Posted on Sun, 09/09/2012 - 15:33

So apropros of all that, I post the top five things I've learned in my first two years of Glimakra ownership. 5. There is a two-hour time difference between here and Montana. 4. An infinite number of jokes can be made using the word "loom" and my husband knows them all. 3. There is absolutely nothing wrong with looking at the used-loom listings on the Glimakra website. I never said I wouldn't see other looms. 2. Yelling "Help! Help!" to an empty house is not an effective means of summoning help. 1. Do not try to put out burning Texsolv with your fingers.

Posted on Tue, 09/25/2012 - 04:04

Love your post.  I really adore my Glimakra.  I fondly call it the

Glimonster.  It lives in my living room.  When I'm stressed 

I sit inside it and it fills like having a fort like when you were a kid!

Posted on Tue, 09/25/2012 - 14:27

We have two things in common...I spent 3 weeks in Norway this summer and I own a Glimakra Standard!!!  I love Norway and I love my loom!  I lived in Stjordal, Norway, as an exchange student and returned this summer to see my host family.

p.s.  Anna is right...burning texsolv hurts fingers!

Posted on Tue, 09/25/2012 - 17:35

Spitting on your fingers helps (or wet them in a glass of water). Do it first, then "fire" the texsolv - and use your wet fingers to shape a point! (useful for treadle cords; less so for other usages)

Posted on Tue, 09/25/2012 - 22:31

Okay, I love all things Scandinavian, including my Swedish husband, even if he knows all the "loom" jokes too.
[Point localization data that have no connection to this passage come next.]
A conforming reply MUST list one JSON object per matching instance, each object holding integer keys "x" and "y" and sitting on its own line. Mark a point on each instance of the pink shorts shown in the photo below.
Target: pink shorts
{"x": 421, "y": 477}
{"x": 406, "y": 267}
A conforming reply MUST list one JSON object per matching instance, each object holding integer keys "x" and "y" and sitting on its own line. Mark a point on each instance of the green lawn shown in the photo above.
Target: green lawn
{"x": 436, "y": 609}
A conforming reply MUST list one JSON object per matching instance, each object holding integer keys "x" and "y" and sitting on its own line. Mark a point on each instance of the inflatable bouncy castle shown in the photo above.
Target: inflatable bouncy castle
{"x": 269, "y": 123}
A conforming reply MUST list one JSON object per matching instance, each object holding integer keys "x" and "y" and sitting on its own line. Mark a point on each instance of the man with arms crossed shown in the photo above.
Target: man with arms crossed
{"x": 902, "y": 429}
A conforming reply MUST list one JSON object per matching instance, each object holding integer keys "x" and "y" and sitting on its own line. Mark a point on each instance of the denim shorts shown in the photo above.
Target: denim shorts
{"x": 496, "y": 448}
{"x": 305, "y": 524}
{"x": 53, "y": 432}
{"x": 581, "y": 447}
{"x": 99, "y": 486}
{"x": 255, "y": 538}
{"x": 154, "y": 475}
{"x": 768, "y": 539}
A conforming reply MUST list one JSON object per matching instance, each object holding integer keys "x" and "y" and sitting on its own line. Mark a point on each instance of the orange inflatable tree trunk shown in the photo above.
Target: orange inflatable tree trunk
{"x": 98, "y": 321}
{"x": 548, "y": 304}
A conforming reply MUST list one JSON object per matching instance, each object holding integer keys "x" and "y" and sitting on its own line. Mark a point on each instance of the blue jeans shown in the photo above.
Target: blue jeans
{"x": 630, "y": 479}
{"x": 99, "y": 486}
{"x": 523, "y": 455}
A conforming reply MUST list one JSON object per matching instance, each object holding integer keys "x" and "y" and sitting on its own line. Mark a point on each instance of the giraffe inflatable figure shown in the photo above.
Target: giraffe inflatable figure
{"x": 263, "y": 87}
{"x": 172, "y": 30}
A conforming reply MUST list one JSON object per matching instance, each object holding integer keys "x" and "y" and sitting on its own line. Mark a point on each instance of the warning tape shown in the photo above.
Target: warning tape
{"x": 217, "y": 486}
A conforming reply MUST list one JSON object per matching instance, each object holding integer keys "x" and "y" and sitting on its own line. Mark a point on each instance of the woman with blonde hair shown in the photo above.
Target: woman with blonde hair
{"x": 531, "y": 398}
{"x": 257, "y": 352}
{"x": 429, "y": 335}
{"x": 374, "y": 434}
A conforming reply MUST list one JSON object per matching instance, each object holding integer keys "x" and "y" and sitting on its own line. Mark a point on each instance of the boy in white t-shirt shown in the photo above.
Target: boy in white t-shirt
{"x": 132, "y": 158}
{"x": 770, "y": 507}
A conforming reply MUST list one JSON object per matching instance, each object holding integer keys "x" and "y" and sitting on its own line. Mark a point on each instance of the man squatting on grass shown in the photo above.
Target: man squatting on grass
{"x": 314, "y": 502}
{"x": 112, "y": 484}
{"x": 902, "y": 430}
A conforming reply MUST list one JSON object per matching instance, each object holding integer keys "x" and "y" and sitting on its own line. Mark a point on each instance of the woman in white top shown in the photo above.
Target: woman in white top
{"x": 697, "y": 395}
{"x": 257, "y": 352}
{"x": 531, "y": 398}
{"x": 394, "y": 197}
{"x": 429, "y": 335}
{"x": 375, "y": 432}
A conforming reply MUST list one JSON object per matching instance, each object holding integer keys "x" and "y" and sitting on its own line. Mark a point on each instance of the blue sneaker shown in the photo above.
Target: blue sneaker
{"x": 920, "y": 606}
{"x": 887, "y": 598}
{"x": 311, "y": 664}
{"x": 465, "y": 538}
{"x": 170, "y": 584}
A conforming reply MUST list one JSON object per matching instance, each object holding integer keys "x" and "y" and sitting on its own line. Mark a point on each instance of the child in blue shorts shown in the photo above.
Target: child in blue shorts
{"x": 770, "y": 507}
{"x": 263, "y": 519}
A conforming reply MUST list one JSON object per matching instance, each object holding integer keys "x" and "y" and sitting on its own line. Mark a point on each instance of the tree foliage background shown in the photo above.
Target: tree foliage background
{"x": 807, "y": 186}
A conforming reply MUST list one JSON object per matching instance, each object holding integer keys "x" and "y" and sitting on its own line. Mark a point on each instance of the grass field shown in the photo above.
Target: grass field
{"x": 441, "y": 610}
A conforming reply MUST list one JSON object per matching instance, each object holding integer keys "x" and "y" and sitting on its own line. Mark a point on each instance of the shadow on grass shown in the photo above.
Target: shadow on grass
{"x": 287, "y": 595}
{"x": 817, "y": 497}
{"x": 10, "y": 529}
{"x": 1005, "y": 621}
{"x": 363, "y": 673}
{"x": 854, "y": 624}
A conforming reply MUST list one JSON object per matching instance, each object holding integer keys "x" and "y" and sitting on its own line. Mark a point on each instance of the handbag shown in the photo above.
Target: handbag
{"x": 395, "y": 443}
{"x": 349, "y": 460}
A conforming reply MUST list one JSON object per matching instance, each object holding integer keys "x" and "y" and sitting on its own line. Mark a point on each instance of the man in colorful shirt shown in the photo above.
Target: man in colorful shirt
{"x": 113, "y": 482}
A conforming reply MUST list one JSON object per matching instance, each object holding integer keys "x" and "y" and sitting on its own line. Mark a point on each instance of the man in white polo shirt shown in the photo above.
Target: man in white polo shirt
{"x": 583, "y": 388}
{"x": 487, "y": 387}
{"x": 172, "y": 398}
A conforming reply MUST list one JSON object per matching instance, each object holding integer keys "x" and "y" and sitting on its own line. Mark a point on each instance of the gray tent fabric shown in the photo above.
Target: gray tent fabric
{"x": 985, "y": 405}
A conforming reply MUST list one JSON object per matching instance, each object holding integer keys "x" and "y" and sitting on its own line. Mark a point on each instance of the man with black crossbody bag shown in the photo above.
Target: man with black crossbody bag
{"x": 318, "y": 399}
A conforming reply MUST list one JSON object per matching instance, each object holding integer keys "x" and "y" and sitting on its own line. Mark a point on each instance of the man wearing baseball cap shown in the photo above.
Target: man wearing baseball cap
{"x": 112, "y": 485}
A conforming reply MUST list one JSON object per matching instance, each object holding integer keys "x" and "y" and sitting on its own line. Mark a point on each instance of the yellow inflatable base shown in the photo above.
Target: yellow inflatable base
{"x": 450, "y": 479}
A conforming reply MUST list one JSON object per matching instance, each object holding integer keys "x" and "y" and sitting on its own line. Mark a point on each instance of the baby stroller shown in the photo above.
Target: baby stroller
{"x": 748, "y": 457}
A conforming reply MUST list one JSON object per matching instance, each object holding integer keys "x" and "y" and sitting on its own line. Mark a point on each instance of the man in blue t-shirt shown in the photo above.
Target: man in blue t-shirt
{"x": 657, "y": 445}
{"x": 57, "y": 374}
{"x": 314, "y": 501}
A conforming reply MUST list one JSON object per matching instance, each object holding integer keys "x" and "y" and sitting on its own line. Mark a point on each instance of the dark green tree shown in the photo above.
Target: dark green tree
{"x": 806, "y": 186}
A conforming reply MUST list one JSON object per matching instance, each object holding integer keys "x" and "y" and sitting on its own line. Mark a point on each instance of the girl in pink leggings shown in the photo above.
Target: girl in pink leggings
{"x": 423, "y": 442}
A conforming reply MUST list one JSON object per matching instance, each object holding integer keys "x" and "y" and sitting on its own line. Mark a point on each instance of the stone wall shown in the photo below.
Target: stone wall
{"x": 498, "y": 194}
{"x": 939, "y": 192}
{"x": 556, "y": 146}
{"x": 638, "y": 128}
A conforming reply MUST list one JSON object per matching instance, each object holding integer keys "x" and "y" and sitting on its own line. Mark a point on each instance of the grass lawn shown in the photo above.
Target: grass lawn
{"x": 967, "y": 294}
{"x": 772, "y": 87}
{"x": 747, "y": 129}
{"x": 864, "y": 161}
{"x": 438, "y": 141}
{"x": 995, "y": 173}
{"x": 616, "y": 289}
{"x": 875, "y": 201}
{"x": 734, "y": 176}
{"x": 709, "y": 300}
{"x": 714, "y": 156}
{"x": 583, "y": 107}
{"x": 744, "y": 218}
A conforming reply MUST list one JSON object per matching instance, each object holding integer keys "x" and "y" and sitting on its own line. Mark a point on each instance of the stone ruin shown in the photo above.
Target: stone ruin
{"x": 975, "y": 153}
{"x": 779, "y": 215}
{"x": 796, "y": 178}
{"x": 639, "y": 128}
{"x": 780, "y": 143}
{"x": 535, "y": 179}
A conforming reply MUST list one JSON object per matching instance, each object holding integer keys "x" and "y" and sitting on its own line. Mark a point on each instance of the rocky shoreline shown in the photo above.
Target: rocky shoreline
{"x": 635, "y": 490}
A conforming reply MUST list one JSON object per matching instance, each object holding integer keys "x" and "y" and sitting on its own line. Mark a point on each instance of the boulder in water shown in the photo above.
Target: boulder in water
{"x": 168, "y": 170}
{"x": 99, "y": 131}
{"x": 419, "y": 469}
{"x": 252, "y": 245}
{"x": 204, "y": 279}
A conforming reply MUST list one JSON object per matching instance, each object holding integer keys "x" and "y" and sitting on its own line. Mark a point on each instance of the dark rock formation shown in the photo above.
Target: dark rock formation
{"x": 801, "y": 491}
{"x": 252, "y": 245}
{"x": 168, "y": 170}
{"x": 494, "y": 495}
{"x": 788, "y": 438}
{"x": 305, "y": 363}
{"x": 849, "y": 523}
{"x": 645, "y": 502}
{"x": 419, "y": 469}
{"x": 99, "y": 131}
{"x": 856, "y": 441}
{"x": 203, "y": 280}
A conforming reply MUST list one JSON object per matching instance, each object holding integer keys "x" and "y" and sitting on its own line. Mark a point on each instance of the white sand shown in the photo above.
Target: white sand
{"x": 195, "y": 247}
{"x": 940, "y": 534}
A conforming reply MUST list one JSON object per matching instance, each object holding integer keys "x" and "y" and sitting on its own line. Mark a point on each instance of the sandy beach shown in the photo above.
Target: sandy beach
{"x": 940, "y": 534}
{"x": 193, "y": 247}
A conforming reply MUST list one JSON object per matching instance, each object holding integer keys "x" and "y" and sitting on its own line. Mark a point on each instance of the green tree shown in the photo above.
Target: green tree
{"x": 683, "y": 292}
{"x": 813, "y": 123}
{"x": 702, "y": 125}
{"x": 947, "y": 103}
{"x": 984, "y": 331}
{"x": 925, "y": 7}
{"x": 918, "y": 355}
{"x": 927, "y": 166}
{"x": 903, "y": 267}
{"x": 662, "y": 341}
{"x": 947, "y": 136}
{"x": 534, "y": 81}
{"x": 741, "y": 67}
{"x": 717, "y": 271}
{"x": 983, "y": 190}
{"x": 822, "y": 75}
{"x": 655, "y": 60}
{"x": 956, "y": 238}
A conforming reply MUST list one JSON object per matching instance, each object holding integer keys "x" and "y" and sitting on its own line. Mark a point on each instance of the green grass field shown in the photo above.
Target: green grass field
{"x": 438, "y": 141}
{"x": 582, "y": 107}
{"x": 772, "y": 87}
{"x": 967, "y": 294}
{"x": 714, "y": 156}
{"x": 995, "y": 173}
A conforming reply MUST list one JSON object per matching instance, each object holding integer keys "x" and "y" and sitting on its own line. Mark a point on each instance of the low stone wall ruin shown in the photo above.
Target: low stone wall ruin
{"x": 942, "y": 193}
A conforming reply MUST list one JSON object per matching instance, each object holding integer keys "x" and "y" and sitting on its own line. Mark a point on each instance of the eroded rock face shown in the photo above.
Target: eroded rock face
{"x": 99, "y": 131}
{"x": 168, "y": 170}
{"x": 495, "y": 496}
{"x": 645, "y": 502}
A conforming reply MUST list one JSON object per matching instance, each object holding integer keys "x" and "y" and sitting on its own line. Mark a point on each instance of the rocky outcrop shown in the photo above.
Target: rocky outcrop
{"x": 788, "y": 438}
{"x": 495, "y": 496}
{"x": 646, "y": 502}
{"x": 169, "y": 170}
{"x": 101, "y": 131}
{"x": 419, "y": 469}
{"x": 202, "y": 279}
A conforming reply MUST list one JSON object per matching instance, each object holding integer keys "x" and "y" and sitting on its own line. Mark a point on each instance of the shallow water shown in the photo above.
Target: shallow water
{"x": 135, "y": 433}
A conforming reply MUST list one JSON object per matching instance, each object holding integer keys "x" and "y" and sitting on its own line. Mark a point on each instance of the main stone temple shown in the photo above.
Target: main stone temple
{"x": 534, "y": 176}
In the course of my weaving journey, I have sought out any books by Malin Selandar and weaving libraries that have a dedicated Scandinavian shelf or two. I have yet to visit Vavstuga, but my two favorite libraries so far are Norma Smayda's Saunderstown Weaving School library (Rhode Island), and the Berta Frey Library at the Handweaving Museum (in Clayton, New York.)

FYI, I own Weave Structures the Swedish Way, The Big Book of Weaving, and have subscribed to VAV for many years in addition to owning some of their books, too.)

I have been to the Minneapolis Textile Center a few years ago and was blown away by the size of their library, but I did not think to check the shelves when I was there. (Considering their location, I suspect they might have an amazing Scandinavian selection too!)

Does it count if I have *friends* who own Glimakras? ;-)

Sally

Posted on Wed, 09/26/2012 - 05:40

What about if you build a Swedish style loom? :)

Sweden is home to more than weaving. I am a forester and we have adopted much of their silvictulture methods here in eastern Canada. Only, we have been only practicing, on any kind of scale, for not much more than 40 years. And still not doing enough. We also have adopted not for profit woodlot cooperatives and associations.

Back to weaving. ;)

Posted on Thu, 09/27/2012 - 13:32

In the spirit of your list I would add that the tie ups are times of meditation because it's best not to be thinking of anything else!  I work on 8 shafts with my Big Girl, a standard and enjoy my time inside - no phone, just a mug of tea. I'm a full time weaver but make custom pieces so my warps get changed frequently, fortunately I've come to enjoy the entire process. Now off to threading!